Что делало этот процесс не таким гладким и заставляло его казаться противоречивым и непоследовательным, так это одновременное расширение третьей ветви власти — судов. Расширение судебной власти положило начало борьбе между ветвями власти, которая затрагивала власть, идеологию и саму природу управления. Столкновение законодательной и судебной ветвей власти породило идеологический водоворот, поскольку антимонопольные, трудовые и евангелические реформы, принятые Конгрессом и законодательными органами, наталкивались на сопротивление судов. Спор шел не столько о большом правительстве и малом правительстве, сколько о том, какая ветвь власти, законодательная или судебная, будет доминировать и какое определение свободного труда будет преобладать. К 1880-м годам первоначальная идеология свободного труда разделилась на отдельные течения, которые сталкивались и бушевали.

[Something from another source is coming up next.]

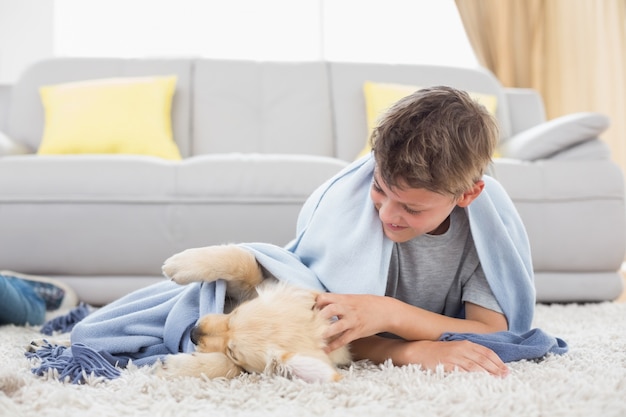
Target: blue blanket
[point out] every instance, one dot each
(339, 247)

Трудовой республиканизм сосредоточился на необходимости «привить республиканские принципы» к труду и экономике, в то время как либеральные судьи делали акцент на свободе контрактов и конкуренции.[1958]
II
Используя старинный язык независимости, гражданства и конституционной свободы, трудовой республиканизм подчеркивал автономию рабочих, их право определять условия своего труда и договариваться о справедливом вознаграждении за свой труд. Большинство из них по-прежнему хотели считать себя производителями, определяющими порядок выполнения работы, но считали, что меняющиеся масштабы и организация промышленного производства угрожают их правам как свободных людей и граждан. Самые воинственные из них хотели ограничить роль работодателей покупкой материалов и машин и продажей готовой продукции. Это было бы сферой деятельности капитала. Существующая система оплаты труда могла быть в лучшем случае лишь непрочным компромиссом, поскольку, когда рабочие продавали труд за зарплату, обмен приводил к подчинению и деградации, а не к свободе. Конечной целью реформ — все дальше и дальше отодвигающейся в будущее к 1870-м годам — была кооперативная собственность; до этого далекого славного дня реформаторы труда стремились ограничить рабочий день и ограничить диктат работодателей. Свобода договора стала иллюзией.[1959]
Другие реформаторы разделяли эту тенденцию республиканизма свободного труда, которая в разбавленном виде пережила Позолоченный век. Вальтер Раушенбуш, один из ведущих служителей движения «Социальное Евангелие», писал в 1913 году, что когда меньшинство держит «все возможности для существования в своем произвольном контроле», а большинство не имеет ни собственности, ни «гарантированных средств даже для работы, чтобы жить», то свобода отрицается, а не обеспечивается. Ключом к свободе было сотрудничество, а не индивидуализм.[1960]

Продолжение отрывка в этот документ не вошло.